Artikel 115i [Erweiterte Befugnisse der Landesregierungen]
(1) Sind die zuständigen Bundesorgane außerstande, die notwendigen Maßnahmen zur Abwehr der Gefahr zu treffen, und erfordert die Lage unabweisbar ein sofortiges selbständiges Handeln in einzelnen Teilen des Bundesgebietes, so sind die Landesregierungen oder die von ihnen bestimmten Behörden oder Beauftragten befugt, für ihren Zuständigkeitsbereich Maßnahmen im Sinne des Artikels 115f Abs. 1 zu treffen.
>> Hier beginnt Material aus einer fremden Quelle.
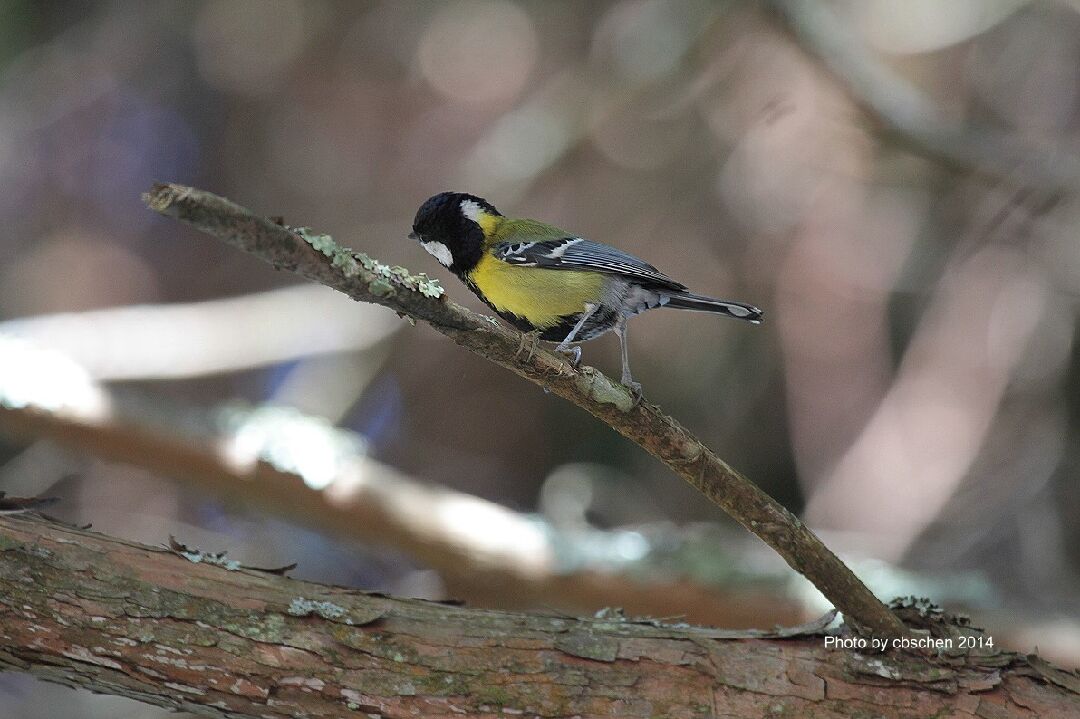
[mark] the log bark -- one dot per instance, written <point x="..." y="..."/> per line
<point x="319" y="258"/>
<point x="86" y="610"/>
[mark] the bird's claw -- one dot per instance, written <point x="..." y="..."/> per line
<point x="530" y="340"/>
<point x="572" y="354"/>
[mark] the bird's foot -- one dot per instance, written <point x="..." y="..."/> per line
<point x="572" y="354"/>
<point x="530" y="340"/>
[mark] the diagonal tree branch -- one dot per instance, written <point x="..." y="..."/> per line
<point x="85" y="610"/>
<point x="319" y="258"/>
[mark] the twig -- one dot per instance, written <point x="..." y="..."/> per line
<point x="907" y="117"/>
<point x="318" y="258"/>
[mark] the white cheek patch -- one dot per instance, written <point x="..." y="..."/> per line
<point x="471" y="209"/>
<point x="440" y="252"/>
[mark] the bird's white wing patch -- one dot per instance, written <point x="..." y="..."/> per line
<point x="440" y="252"/>
<point x="557" y="252"/>
<point x="471" y="209"/>
<point x="515" y="254"/>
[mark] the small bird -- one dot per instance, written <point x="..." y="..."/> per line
<point x="551" y="282"/>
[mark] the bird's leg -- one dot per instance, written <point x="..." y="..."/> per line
<point x="530" y="340"/>
<point x="564" y="347"/>
<point x="628" y="380"/>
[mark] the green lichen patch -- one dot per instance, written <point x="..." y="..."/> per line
<point x="604" y="391"/>
<point x="589" y="646"/>
<point x="387" y="277"/>
<point x="216" y="558"/>
<point x="301" y="607"/>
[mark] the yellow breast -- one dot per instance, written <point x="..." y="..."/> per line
<point x="543" y="297"/>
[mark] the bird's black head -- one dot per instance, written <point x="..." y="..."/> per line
<point x="451" y="227"/>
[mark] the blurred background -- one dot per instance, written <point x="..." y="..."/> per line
<point x="894" y="184"/>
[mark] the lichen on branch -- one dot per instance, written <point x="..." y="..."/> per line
<point x="319" y="258"/>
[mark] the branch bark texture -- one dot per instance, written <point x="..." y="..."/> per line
<point x="318" y="258"/>
<point x="385" y="507"/>
<point x="90" y="611"/>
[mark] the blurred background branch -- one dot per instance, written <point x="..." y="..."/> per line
<point x="905" y="116"/>
<point x="319" y="258"/>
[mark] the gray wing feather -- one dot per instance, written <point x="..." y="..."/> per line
<point x="578" y="254"/>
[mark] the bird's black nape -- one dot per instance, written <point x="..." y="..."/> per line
<point x="444" y="219"/>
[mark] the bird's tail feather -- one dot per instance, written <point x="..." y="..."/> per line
<point x="702" y="303"/>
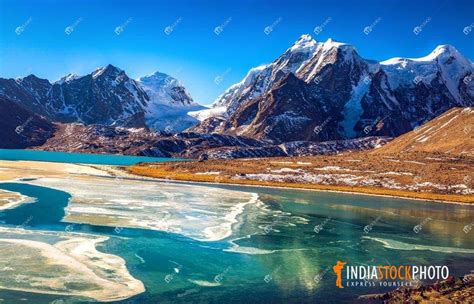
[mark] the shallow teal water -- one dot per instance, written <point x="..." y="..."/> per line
<point x="293" y="252"/>
<point x="82" y="158"/>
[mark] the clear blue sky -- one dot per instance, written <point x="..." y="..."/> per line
<point x="194" y="54"/>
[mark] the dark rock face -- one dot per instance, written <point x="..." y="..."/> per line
<point x="326" y="91"/>
<point x="20" y="128"/>
<point x="107" y="96"/>
<point x="133" y="141"/>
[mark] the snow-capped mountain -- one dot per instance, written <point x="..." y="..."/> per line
<point x="325" y="91"/>
<point x="169" y="103"/>
<point x="107" y="96"/>
<point x="21" y="128"/>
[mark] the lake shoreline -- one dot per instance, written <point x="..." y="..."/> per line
<point x="305" y="187"/>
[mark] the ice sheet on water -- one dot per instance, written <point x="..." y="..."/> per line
<point x="198" y="212"/>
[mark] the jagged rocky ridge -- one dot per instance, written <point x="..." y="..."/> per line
<point x="326" y="91"/>
<point x="106" y="96"/>
<point x="139" y="141"/>
<point x="21" y="128"/>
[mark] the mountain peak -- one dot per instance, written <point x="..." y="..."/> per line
<point x="69" y="77"/>
<point x="158" y="79"/>
<point x="108" y="69"/>
<point x="304" y="43"/>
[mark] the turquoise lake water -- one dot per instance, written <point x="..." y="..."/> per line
<point x="281" y="250"/>
<point x="77" y="158"/>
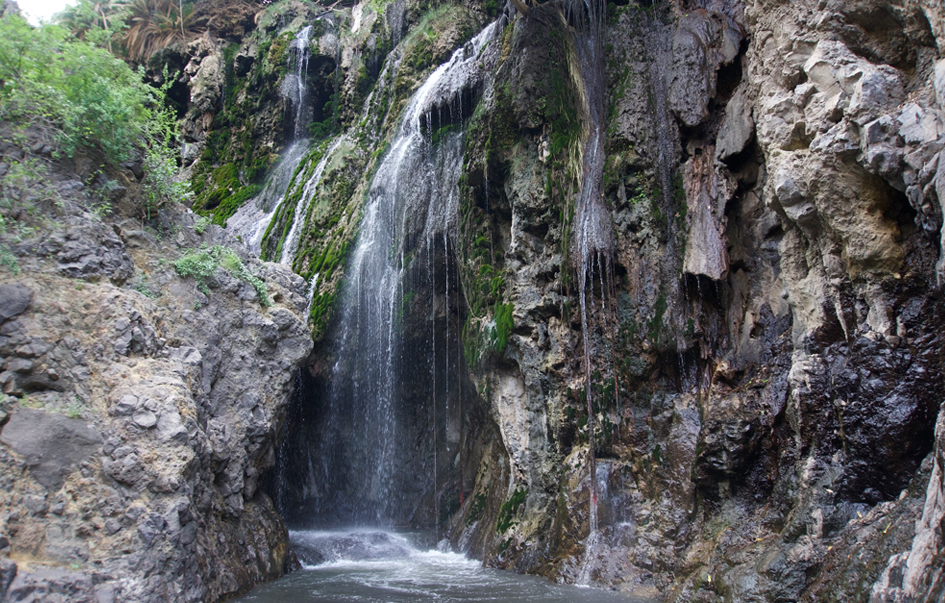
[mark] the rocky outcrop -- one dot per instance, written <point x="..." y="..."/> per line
<point x="765" y="357"/>
<point x="139" y="410"/>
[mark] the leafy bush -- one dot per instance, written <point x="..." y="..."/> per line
<point x="203" y="263"/>
<point x="84" y="97"/>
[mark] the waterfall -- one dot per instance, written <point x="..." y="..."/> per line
<point x="252" y="220"/>
<point x="291" y="243"/>
<point x="371" y="463"/>
<point x="295" y="85"/>
<point x="592" y="237"/>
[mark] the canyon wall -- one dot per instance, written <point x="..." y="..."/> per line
<point x="764" y="375"/>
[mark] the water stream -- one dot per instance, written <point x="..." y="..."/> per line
<point x="358" y="566"/>
<point x="252" y="220"/>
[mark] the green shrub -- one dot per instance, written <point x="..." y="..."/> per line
<point x="203" y="263"/>
<point x="84" y="97"/>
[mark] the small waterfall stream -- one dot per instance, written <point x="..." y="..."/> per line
<point x="252" y="220"/>
<point x="371" y="464"/>
<point x="592" y="237"/>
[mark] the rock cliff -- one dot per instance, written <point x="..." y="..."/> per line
<point x="140" y="409"/>
<point x="762" y="397"/>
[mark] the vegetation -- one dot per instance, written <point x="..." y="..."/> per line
<point x="202" y="264"/>
<point x="78" y="97"/>
<point x="509" y="510"/>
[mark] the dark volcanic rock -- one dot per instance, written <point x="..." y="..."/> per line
<point x="52" y="445"/>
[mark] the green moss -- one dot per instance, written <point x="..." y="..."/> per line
<point x="509" y="510"/>
<point x="503" y="327"/>
<point x="202" y="264"/>
<point x="655" y="324"/>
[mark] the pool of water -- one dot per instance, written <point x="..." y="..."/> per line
<point x="365" y="566"/>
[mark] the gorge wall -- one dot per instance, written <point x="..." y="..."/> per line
<point x="763" y="377"/>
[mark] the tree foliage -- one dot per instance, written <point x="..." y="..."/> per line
<point x="82" y="96"/>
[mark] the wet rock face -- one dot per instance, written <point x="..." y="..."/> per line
<point x="767" y="364"/>
<point x="138" y="412"/>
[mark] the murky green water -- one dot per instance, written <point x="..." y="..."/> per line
<point x="380" y="567"/>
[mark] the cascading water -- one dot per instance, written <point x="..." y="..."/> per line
<point x="291" y="243"/>
<point x="251" y="221"/>
<point x="294" y="86"/>
<point x="592" y="236"/>
<point x="371" y="465"/>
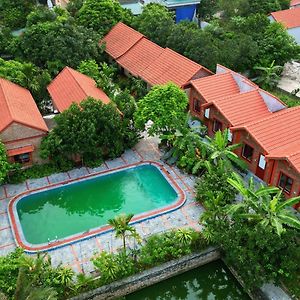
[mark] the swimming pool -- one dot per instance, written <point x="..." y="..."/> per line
<point x="78" y="209"/>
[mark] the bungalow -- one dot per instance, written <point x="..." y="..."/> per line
<point x="235" y="101"/>
<point x="21" y="125"/>
<point x="142" y="58"/>
<point x="257" y="120"/>
<point x="272" y="149"/>
<point x="72" y="86"/>
<point x="290" y="18"/>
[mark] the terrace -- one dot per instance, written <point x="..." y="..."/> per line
<point x="77" y="255"/>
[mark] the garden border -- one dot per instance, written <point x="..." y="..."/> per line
<point x="152" y="276"/>
<point x="29" y="248"/>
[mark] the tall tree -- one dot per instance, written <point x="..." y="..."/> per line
<point x="180" y="35"/>
<point x="91" y="130"/>
<point x="102" y="15"/>
<point x="219" y="149"/>
<point x="122" y="228"/>
<point x="264" y="206"/>
<point x="165" y="106"/>
<point x="155" y="22"/>
<point x="60" y="43"/>
<point x="13" y="13"/>
<point x="4" y="164"/>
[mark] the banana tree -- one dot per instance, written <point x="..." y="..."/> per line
<point x="219" y="149"/>
<point x="264" y="206"/>
<point x="122" y="228"/>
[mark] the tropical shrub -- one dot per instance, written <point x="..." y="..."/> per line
<point x="213" y="183"/>
<point x="114" y="266"/>
<point x="165" y="106"/>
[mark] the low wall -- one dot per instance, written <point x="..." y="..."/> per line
<point x="149" y="277"/>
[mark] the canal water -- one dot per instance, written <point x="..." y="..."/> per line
<point x="213" y="281"/>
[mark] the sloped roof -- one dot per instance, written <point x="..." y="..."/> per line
<point x="290" y="18"/>
<point x="120" y="39"/>
<point x="215" y="86"/>
<point x="140" y="56"/>
<point x="171" y="66"/>
<point x="17" y="105"/>
<point x="281" y="129"/>
<point x="242" y="108"/>
<point x="71" y="86"/>
<point x="290" y="152"/>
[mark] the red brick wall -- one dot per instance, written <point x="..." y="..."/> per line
<point x="287" y="169"/>
<point x="243" y="137"/>
<point x="17" y="135"/>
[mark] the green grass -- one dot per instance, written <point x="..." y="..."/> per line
<point x="289" y="99"/>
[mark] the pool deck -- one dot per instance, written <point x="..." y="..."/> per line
<point x="78" y="254"/>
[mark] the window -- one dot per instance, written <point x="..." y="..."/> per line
<point x="206" y="113"/>
<point x="285" y="183"/>
<point x="22" y="158"/>
<point x="197" y="105"/>
<point x="217" y="126"/>
<point x="229" y="136"/>
<point x="247" y="152"/>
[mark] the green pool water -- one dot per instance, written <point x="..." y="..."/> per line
<point x="213" y="281"/>
<point x="70" y="209"/>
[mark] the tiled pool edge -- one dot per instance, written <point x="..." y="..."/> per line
<point x="18" y="233"/>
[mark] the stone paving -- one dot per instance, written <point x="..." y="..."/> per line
<point x="78" y="255"/>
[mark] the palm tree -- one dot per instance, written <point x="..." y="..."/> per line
<point x="220" y="150"/>
<point x="264" y="206"/>
<point x="268" y="76"/>
<point x="26" y="289"/>
<point x="122" y="228"/>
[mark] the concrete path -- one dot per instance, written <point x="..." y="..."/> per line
<point x="78" y="255"/>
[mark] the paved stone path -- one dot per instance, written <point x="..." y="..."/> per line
<point x="78" y="255"/>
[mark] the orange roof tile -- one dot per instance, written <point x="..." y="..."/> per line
<point x="242" y="108"/>
<point x="71" y="86"/>
<point x="17" y="105"/>
<point x="290" y="18"/>
<point x="140" y="56"/>
<point x="171" y="66"/>
<point x="281" y="129"/>
<point x="120" y="39"/>
<point x="215" y="86"/>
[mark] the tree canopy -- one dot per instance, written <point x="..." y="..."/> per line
<point x="102" y="15"/>
<point x="13" y="13"/>
<point x="155" y="22"/>
<point x="91" y="130"/>
<point x="28" y="76"/>
<point x="165" y="106"/>
<point x="53" y="45"/>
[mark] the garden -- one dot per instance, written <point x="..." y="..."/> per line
<point x="258" y="236"/>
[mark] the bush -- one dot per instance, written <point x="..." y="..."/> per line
<point x="38" y="171"/>
<point x="214" y="183"/>
<point x="114" y="266"/>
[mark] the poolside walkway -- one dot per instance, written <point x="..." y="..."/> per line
<point x="78" y="255"/>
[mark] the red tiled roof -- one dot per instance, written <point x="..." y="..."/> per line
<point x="71" y="86"/>
<point x="216" y="86"/>
<point x="242" y="108"/>
<point x="290" y="18"/>
<point x="17" y="105"/>
<point x="140" y="56"/>
<point x="281" y="129"/>
<point x="171" y="66"/>
<point x="120" y="39"/>
<point x="294" y="3"/>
(2) Maßnahmen nach Absatz 1 können durch die Bundesregierung, im Verhältnis zu Landesbehörden und nachgeordneten Bundesbehörden auch durch die Ministerpräsidenten der Länder, jederzeit aufgehoben werden.
I. Bedeutung der Norm
Art. 115i I ist Spiegelbild zu Art. 115f I und trifft Vorsorge für den Fall, dass die BReg die ihr zugedachte Rolle einer zentralen Steuerungsinstanz des Militär- und Verwaltungsapparates im Verteidigungsfall nicht effektiv wahrnehmen kann (DHS/Herzog Art. 115i Rn. 1). Fällt das politische Zentrum aus, soll ein Minimum an staatlicher Handlungsfähigkeit dadurch gesichert werden, dass die in Art. 115f gebündelten Befugnisse der BReg auch den Landesregierungen oder von ihnen bestimmten Behörden oder Beauftragten zustehen (SHH/Wittenberg Art. 115i Rn. 2). Während die übrigen Vorschriften der Notstandsverfassung eine Zentralisierung vorsehen, geht Art. 115i den umgekehrten Weg. Hier soll bei einer „Insellage“ ein selbstständiges Handeln von örtlichen Behörden ermöglicht werden (v. Münch/Kunig/Versteyl/Fremuth Art. 115i Rn. 1).
II. Besondere Vollmachten der Landesregierung
Voraussetzung für das Handeln der Landesregierung ist – neben dem Vorliegen des Verteidigungsfalls (Dreier/Heun Art. 115i Rn. 4) –, dass die zuständigen Bundesorgane, dh die BReg, da nur sie die Notstandskompetenz nach Art. 115f besitzt, objektiv außer Stande sind, die notwendigen Gefahrenabwehrmaßnahmen zu treffen. Dies ist insbes. der Fall, wenn die Mitglieder der BReg gefangen genommen oder getötet worden sind (SHH/Wittenberg Art. 115i Rn. 5). Es genügt aber auch, dass die BReg zwar arbeitsfähig, aber durch Unterbrechung der Kommunikationsverbindungen von Teilen des Bundesgebietes abgeschnitten ist (BK/Rauschning Art. 115i Rn. 8). Bloße Beschlussunwilligkeit oder Entschlusslosigkeit der BReg reichen indes nicht (MKS/Grote Art. 115i Rn. 4).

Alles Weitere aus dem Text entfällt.